As if to describe this recent shift in our thinking, the emerging idea that lifelong sexual exclusivity might be up for reconsideration, sex and relationship advisor Dan Savage, the openly gay and unsparing critic of what he sees as the hypocrisies of compulsory monogamy in the US, coined the term “monogamish” to describe a committed relationship that allows for forays with others. Savage asserts that monogamy is a tough racket, that we need alternatives, and that gay men gentrified non-monogamy for straight people, sort of like they did the Upper West Side and all of San Francisco. But how extensive are the renovations to the house that monogamy built, really? In 2000, experts reported that roughly 95 percent of respondents in a statistically representative sample of cohabiting and married American adults expected monogamy of their partners and believed their partners expected it of them.
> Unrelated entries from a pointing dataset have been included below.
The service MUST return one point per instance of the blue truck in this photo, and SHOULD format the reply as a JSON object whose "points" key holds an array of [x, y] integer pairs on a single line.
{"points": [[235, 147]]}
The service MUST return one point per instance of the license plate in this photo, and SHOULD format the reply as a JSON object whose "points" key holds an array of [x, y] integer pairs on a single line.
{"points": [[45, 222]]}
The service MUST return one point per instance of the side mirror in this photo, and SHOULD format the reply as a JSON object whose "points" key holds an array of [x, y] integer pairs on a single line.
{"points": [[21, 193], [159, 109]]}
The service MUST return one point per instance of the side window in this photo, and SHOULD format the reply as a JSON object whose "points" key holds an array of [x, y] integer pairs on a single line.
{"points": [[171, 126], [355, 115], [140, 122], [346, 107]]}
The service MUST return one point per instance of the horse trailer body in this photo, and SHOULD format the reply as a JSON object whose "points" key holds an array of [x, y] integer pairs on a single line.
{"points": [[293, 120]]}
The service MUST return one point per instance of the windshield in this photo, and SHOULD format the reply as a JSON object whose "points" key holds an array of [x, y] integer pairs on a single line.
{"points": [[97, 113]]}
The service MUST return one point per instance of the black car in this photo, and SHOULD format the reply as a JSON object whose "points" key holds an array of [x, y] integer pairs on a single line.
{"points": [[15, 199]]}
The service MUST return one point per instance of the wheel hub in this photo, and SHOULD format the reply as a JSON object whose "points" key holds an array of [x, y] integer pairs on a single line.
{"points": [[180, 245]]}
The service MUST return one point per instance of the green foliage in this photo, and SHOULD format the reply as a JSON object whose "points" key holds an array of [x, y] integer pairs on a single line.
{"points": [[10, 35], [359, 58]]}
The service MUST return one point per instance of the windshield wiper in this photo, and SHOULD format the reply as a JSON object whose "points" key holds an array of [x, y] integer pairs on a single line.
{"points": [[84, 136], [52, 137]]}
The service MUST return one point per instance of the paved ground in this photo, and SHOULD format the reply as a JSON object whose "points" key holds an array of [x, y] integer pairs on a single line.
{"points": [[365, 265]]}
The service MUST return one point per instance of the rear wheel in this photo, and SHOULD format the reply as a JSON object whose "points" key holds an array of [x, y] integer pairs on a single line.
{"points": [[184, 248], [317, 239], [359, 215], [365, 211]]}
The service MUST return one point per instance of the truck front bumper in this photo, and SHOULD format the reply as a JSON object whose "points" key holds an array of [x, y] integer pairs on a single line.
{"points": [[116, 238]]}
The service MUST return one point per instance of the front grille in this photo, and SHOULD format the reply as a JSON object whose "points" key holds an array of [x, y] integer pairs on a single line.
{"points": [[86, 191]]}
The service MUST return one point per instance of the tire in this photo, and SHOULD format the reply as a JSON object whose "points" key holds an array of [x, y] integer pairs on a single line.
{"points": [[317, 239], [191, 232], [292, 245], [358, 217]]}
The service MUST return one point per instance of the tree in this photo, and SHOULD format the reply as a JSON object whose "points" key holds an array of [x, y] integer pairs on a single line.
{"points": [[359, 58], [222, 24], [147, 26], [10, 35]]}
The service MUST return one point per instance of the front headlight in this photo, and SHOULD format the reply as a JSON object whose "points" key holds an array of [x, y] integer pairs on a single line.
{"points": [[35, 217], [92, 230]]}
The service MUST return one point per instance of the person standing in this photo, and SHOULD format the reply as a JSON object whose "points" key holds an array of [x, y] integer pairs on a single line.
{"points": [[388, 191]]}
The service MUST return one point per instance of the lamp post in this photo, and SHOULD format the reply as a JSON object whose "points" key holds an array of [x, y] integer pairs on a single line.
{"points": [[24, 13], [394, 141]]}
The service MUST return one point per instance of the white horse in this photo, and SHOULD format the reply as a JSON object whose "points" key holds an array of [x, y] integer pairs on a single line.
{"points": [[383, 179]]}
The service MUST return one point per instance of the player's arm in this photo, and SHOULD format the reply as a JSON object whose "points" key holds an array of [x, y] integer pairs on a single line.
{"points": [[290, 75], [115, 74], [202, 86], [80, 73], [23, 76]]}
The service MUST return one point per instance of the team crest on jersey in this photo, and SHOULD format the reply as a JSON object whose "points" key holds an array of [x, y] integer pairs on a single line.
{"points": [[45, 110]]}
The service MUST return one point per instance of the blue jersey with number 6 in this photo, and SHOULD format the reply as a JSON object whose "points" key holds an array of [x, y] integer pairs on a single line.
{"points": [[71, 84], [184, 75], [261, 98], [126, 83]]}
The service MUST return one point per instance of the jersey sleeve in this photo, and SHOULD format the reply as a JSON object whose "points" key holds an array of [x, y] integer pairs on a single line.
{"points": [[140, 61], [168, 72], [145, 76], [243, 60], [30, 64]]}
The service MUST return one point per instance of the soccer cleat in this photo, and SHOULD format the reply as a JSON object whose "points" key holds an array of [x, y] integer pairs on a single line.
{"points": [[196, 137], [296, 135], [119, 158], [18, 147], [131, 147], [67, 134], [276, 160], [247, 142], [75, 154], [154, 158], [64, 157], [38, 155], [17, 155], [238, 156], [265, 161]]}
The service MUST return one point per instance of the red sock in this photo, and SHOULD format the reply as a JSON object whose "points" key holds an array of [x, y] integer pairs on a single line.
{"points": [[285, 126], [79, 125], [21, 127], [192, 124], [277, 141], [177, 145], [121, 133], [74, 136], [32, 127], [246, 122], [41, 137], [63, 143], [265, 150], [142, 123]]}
Australian researchers presented a nearly identical statistic in 2014. Sociologist Alicia Walker, who has studied infidelity extensively, observed that in spite of changes in the sociosexual landscape, “studies and polls routinely find that Americans disapprove of infidelity for any reason . . . [and] the cultural mandate against it is so strong that no one wants to admit to being cheated on, or to be the person who publicly says we don’t think cheating is so bad.” Will there ever be Starbucks and Bugaboo strollers in the edgy, exciting neighborhood of Monogamish?